Pemulihan Trauma: Menata Kembali Jiwa yang Terluka
Selain aspek hukum, penyelamatan psikologis para korban menjadi fokus utama yang tidak boleh terabaikan. Berbagai pihak mulai dari Kemenag, Dinas Pemberdayaan Perempuan, Perlindungan Anak, Pengendalian Penduduk dan Keluarga Berencana (DP3AKB), Dinas Sosial (Dinsos), hingga Satgas P2KP bersatu padu memberikan pendampingan psikologis. Luka batin yang dialami para santri, terutama yang masih di bawah umur, membutuhkan waktu lama dan penanganan profesional untuk bisa sembuh.

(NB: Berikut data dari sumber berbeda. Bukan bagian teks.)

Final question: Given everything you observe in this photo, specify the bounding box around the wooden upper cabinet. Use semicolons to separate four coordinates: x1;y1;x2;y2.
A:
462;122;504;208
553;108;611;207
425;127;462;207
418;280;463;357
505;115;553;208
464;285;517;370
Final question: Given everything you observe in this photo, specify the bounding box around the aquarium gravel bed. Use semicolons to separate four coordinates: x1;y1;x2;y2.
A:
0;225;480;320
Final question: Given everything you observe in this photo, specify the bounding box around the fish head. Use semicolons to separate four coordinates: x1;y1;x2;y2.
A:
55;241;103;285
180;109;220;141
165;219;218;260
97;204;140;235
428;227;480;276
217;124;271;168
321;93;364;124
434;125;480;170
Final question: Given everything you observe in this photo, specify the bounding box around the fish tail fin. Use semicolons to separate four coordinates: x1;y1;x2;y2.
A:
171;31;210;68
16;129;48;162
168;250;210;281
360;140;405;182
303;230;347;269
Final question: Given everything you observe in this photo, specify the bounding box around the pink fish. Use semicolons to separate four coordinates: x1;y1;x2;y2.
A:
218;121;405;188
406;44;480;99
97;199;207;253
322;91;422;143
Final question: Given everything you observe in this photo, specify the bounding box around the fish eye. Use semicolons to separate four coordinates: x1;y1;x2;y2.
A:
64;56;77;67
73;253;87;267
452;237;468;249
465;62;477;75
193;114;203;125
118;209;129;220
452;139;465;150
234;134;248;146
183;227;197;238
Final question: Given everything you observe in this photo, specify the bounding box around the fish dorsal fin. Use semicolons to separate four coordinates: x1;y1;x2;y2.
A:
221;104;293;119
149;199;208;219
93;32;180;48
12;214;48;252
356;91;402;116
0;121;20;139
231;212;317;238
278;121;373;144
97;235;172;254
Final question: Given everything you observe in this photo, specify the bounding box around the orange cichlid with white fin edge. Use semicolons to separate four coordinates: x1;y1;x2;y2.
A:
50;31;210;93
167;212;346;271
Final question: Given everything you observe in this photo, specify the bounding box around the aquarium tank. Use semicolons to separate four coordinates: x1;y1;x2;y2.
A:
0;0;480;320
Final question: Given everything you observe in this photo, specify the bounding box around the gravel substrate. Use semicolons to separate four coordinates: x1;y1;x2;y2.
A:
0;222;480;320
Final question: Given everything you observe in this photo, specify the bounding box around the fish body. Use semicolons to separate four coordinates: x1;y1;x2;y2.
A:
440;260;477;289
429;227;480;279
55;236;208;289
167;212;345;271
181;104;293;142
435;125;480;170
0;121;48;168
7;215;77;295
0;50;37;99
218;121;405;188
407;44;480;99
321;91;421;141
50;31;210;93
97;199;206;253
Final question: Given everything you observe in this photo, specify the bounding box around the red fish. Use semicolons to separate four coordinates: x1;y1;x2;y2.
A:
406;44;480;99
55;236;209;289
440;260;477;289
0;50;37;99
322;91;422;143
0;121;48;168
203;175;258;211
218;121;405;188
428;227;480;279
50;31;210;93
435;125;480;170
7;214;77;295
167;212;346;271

Pendampingan ini bertujuan untuk mengembalikan kepercayaan diri para korban dan memastikan mereka mendapatkan perlindungan maksimal dari intimidasi pihak manapun. Kehadiran negara dalam memberikan perlindungan anak sangat diuji dalam kasus ini, mengingat posisi pelaku yang seringkali memiliki pengaruh sosial yang kuat di lingkungan sekitarnya.
Pelajaran Berharga bagi Orang Tua dan Masyarakat
Tragedi di Karangawen, Demak ini menjadi alarm keras bagi seluruh lapisan masyarakat. Legalitas sebuah lembaga pendidikan bukan sekadar formalitas administratif di atas kertas, melainkan instrumen perlindungan bagi peserta didik. Dengan adanya izin resmi, pemerintah memiliki wewenang untuk melakukan standarisasi pengasuh, kurikulum, hingga lingkungan fisik pesantren agar tetap aman dan kondusif.
Masyarakat dihimbau untuk lebih teliti dan tidak segan-segan menanyakan surat izin operasional kepada pengelola lembaga sebelum mendaftarkan anak mereka. Di sisi lain, pemerintah juga dituntut untuk lebih aktif dalam melakukan jemput bola dan pendataan terhadap madrasah atau ma’had yang baru berdiri. Jangan sampai ada lagi celah bagi oknum tak bertanggung jawab untuk mengeksploitasi simbol-simbol agama demi kepentingan pribadi yang menyimpang.
Kini, publik menunggu ketegasan hukum bagi MT dan langkah nyata dari pemerintah untuk membersihkan institusi pendidikan dari praktik-praktik ilegal dan amoral. Demak, yang dikenal sebagai Kota Wali, tidak boleh dikotori oleh noda hitam pelecehan yang merusak masa depan generasi penerus bangsa.